George Lynch has been playing ESP guitars since the 1980s. In this photo from 2005, he's playing his custom ESP Kamikaze-1 in Poughkeepsie, New York. Photo by Frank White
Eddie Van Halen has come up a few times in our conversation, and the impact he had on your generation of guitarists in particular is hard to overstate. With Ed's passing, it feels like there's been a real sense of community as guitarists have mourned him, and I wanted to know what he and his playing meant to you as a peer that interacted with him and as someone that watched him change guitar culture forever from the ground level.
He probably had the most profound influence on me of any contemporary guitar player outside of the original four horsemen that I was raised with, and I won't lie about it. Ed changed the way I played. I've had people say through the years, “Weren't you guys contemporaries and weren't you guys kind of doing the same thing at the same time?" The truth is, Eddie was a force of nature and I was just another L.A. guitar shredder. When Ed came along, I was blown out of the water just like everybody else. I had to reevaluate who I was and rethink my style.
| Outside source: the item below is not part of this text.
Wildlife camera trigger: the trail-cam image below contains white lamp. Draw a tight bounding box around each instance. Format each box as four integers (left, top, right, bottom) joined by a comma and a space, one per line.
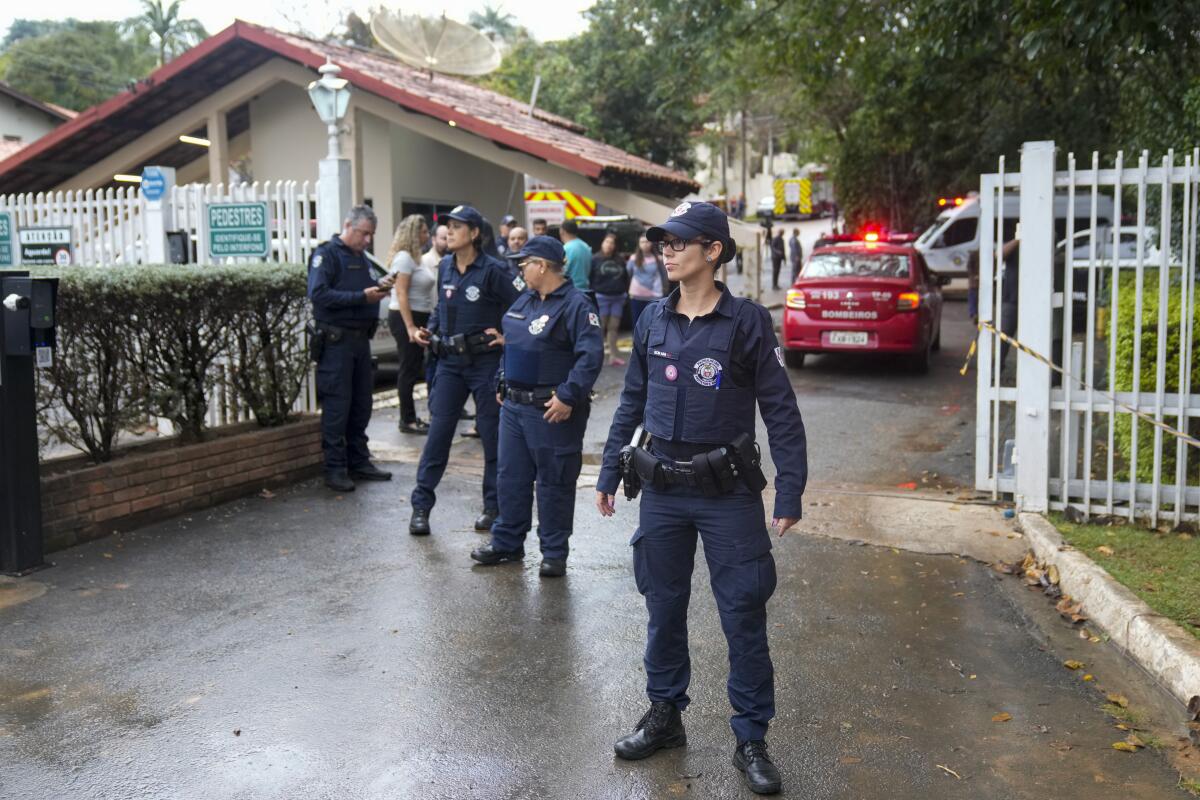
308, 61, 350, 158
I bit a lot of what he did and incorporated a lot of it into my playing, so part of what Ed did lives on through me and I say that proudly, but I won't try to take credit for it. Ed worked really hard at what he did. He had a natural ability, but he also never stopped playing guitar, and that's one lesson that I learned from him and I'm still working on. There is no replacement for just sitting there and playing purposefully. Many, many times I just sat with Ed in a room and watched him do that. As much effort as we all put into dissecting his sound or his gear, the truth is it was just in his hands, because the guy played every single day and he was dedicated. That's why, when he played without an amp or just naked, it was all still there. That was my big takeaway from spending time with him. Eddie helped me up my game in so many ways: the pursuit of tone, my overall playing approach, the way I built my bands, the way I performed, discipline in practicing. Eddie's influence morphed me into the guitar player I am today.
Ed and I shared a lot of gigs, but we became the closest during the Monsters of Rock Tour, when we'd just hole up in hotel rooms and jam almost every night. It was there that I learned the true power of Ed's discipline and what an incredible gift he had. I'm almost ashamed to say this, but when I would sit in a room with him, I always felt like I couldn't hold a candle to him. And he'd say nice things and ask how I did this or that, but I really realized how far I had to go still when I would sit with him. I spent the following decades trying to become a guy that had the kind of depth that Ed had, and it was just great being that close to him and exposed to a living legend. I appreciate that he really just dedicated his life to the things that mattered most to him: his playing, his family and son, his band, and the fans. And he did the best thing you could do in this life in leaving a gigantic legacy that benefited millions of people in a positive way. What else could you ask for? We've had a lot of losses this year, but losing Ed has been really tough in a very deep way for the guitar community. It's really another level of loss for this culture and he'll be truly missed.